Amanda recently decided to - yet again - do something different with her hair and though she was initially quite happy with the way it turned out she is now having doubts due to the reactions that she received from some of her friends at school today. Apparently one of her friends went so far as to give her a lecture on conformity and normalcy and, though she probably wouldn't admit it, I think that hurt her a little bit.

As an adult, I don't see the big attraction in styling one's hair like a cartoon character or coloring it in shades that are not in nature's palette but just because it's not something that I would do doesn't mean that it isn't something that other people do on a regular basis. A trip to Sally's Beauty Supply over on West Main Street offers up a veritable cornucopia of hair colors that almost blinds the eyes and, according to the clerk there, they sell a lot of them to a lot of people so it's not like Amanda is alone in the world of wild hair color schemes.

Yes - I would prefer that Amanda have a "normal" head of hair but I am also rather proud of the fact that she has the courage to want to be a little different from everyone else. And, as Baby Liz put it at work the other day, if she's going to have pink or green or purple or whatever color hair then what better time to do it then in high school? Well, yes and no because - lest we all forget - teenagers can be brutal to each other and high school can be four of the most angst-filled years that a person can go through just from peer pressure alone.

From what Amanda was telling me earlier this evening she has been dealing with some peer pressure regarding her new head of hair. I feel bad for her as I can see the disappointment in her eyes from learning that some of her friends are so judgemental that they would threaten to withdraw their friendship simply because of the way she looks. So what if her hair is a rather odd mix of red, purple, pink, and black right now? Does that change the person that she is inside? No - it doesn't but I can tell that the comments are making her doubt herself a little bit and that definitely saddens me because I see that light of independence dimming a little bit.

I can only tell her so much, I can only relate so many stories of "back when I was in high school" because no matter what I say, this is something that she has to deal with on her own. She has to be the one to decide whether her friends' opinions of what she looks like are more important than her own opinions of what she looks like. In the meantime, maybe she can take to heart a quotation that I always liked in high school ...

"If a man does not keep pace with his companions, perhaps it is because he hears a different drummer. Let him step to the music which he hears, however measured or far away."
Henry David Thoreau, Walden, Conclusion, 1854
I doubt that Henry David was talking about hairstyles but then again ... why not??
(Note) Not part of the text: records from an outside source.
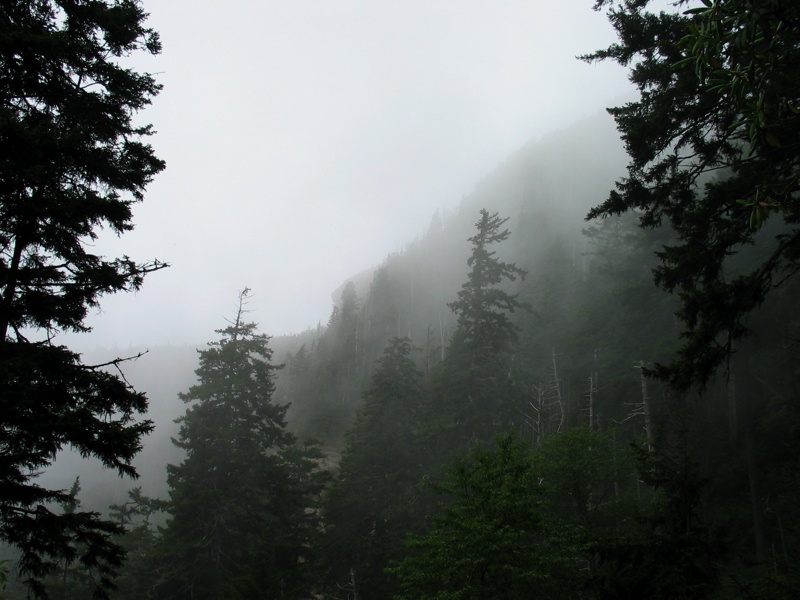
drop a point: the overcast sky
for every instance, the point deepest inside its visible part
(307, 139)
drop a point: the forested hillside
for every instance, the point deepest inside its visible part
(524, 402)
(485, 391)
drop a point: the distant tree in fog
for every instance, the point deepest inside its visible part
(71, 161)
(239, 503)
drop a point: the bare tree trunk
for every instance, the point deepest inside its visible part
(648, 417)
(556, 387)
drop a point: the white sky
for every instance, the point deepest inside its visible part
(307, 139)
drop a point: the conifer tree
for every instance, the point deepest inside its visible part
(73, 159)
(475, 392)
(714, 154)
(239, 521)
(375, 501)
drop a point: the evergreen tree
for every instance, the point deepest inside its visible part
(486, 334)
(375, 501)
(72, 160)
(475, 395)
(240, 522)
(492, 537)
(713, 153)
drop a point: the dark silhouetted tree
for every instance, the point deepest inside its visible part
(72, 160)
(240, 502)
(713, 153)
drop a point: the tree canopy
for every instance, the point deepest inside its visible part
(239, 521)
(714, 154)
(72, 161)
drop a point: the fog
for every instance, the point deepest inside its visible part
(306, 140)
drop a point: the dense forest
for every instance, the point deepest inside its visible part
(510, 407)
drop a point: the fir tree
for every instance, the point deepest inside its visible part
(73, 159)
(239, 503)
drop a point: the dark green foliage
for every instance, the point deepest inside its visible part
(376, 499)
(138, 575)
(485, 330)
(712, 143)
(493, 537)
(474, 395)
(241, 502)
(71, 161)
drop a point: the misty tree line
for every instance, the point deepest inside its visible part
(542, 421)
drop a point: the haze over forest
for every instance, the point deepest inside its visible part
(435, 325)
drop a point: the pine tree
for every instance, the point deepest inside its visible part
(375, 501)
(239, 502)
(476, 396)
(73, 159)
(714, 154)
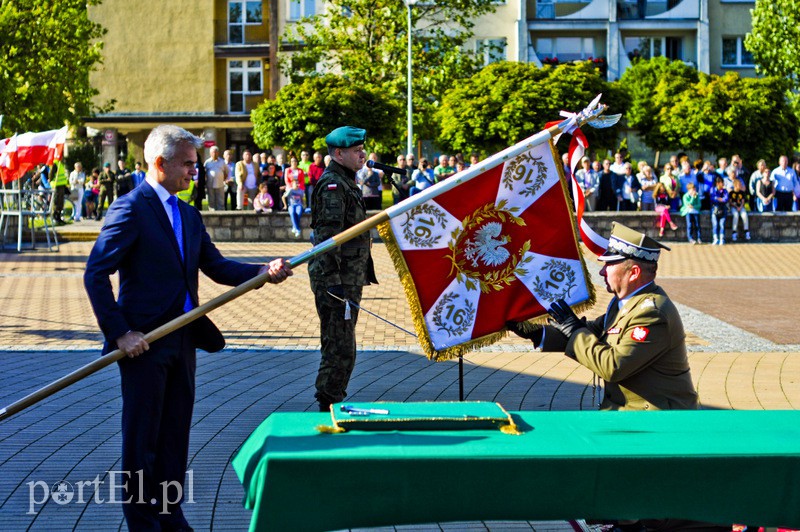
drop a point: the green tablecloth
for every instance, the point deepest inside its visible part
(715, 466)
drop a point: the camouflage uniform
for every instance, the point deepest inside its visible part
(337, 205)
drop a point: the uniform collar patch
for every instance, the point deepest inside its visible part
(639, 334)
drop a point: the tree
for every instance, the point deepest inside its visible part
(366, 40)
(303, 113)
(507, 102)
(47, 50)
(775, 39)
(729, 114)
(640, 82)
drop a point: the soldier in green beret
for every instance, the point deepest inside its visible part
(638, 347)
(337, 277)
  1. Anonymous10:59 PM EST

    Hang in there Amanda... My now 12 year old son decided when he was about 7 that he wanted a mohawk... I gave him one. But when everyone kept staring and pointing to him, he asked me to cut it. I was actually bummed.. I liked it on him and it was so much "him". Some things are not for everyone but then who wants them to be... Enjoy life be who you want to be. The only person you need to impress is yourself!

  2. Awww.... man, that's too bad. I thought it loked pretty cool. As a matter of fact, if I thought I could get away with it here at American I would be the next in line asking Baby Liz to dye my hair some strange shade....
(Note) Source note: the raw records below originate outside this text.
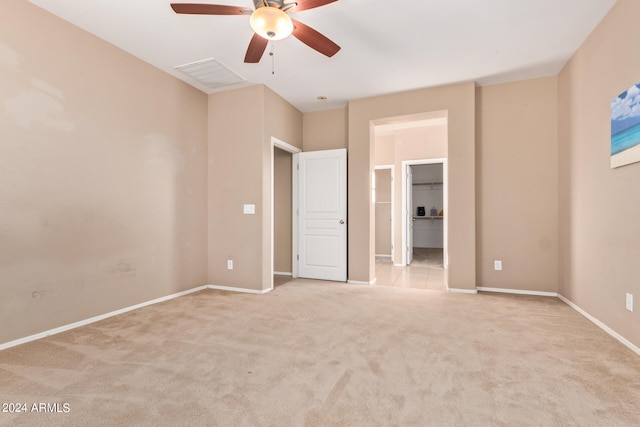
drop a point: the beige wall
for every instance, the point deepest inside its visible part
(236, 121)
(241, 124)
(282, 211)
(103, 177)
(284, 122)
(517, 185)
(325, 130)
(459, 102)
(383, 212)
(599, 206)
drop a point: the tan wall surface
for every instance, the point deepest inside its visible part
(459, 101)
(102, 177)
(325, 130)
(517, 185)
(383, 212)
(236, 151)
(241, 124)
(385, 150)
(284, 122)
(599, 206)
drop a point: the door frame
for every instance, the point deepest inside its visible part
(277, 143)
(296, 219)
(393, 204)
(445, 203)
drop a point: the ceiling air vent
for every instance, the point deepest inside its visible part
(211, 73)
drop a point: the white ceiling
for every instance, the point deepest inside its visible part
(387, 46)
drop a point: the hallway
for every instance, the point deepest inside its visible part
(425, 272)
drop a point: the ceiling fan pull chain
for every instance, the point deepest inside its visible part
(273, 58)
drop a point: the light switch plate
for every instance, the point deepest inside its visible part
(249, 209)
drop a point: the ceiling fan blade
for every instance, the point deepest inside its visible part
(314, 39)
(209, 9)
(256, 48)
(309, 4)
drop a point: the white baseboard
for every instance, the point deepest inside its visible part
(462, 291)
(283, 273)
(602, 326)
(95, 319)
(517, 291)
(244, 290)
(358, 282)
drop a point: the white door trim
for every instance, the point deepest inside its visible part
(393, 231)
(277, 143)
(445, 203)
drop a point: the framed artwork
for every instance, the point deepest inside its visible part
(625, 127)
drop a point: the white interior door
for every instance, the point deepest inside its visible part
(322, 214)
(409, 214)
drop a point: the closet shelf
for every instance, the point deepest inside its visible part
(428, 183)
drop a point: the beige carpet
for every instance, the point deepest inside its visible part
(315, 353)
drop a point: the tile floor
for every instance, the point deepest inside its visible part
(425, 272)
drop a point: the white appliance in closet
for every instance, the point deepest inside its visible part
(427, 192)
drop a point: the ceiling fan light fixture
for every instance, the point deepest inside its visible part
(271, 23)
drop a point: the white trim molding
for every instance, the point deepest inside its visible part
(358, 282)
(96, 319)
(242, 290)
(517, 291)
(462, 291)
(602, 326)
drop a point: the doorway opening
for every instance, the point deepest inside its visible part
(425, 222)
(281, 211)
(405, 141)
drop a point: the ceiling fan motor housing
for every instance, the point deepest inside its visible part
(278, 4)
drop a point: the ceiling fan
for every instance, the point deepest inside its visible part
(270, 21)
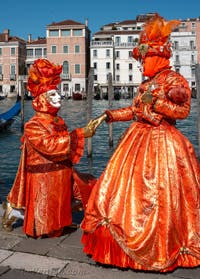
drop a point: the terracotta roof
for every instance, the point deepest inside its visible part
(38, 41)
(10, 38)
(65, 22)
(115, 32)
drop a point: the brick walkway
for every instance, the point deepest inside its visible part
(62, 257)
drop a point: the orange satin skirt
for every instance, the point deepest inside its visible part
(144, 211)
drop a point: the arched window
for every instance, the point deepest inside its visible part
(65, 67)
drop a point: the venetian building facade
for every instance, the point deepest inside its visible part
(109, 51)
(68, 45)
(12, 62)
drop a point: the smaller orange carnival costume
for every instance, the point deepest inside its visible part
(43, 186)
(144, 211)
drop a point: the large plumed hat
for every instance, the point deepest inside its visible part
(154, 38)
(43, 76)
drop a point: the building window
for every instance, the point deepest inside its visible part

    I remember how brutal high school can be... I got a hair cut in my sophmore year that I told the hairstylist to give me "Reba's new short do" yeah, one problem...Reba'a hair is not so naturally curly as mine.

    I was dubbed "Ronald McDonald" my first day in with the new do..... All I wanted to do is cry! But you know what? It passed.... my close friends were still my close friends, and those who chose to make a big deal out of it were not people I wanted to be friends with anyways.

    I know, easy to say now, not so easy when I was going through it!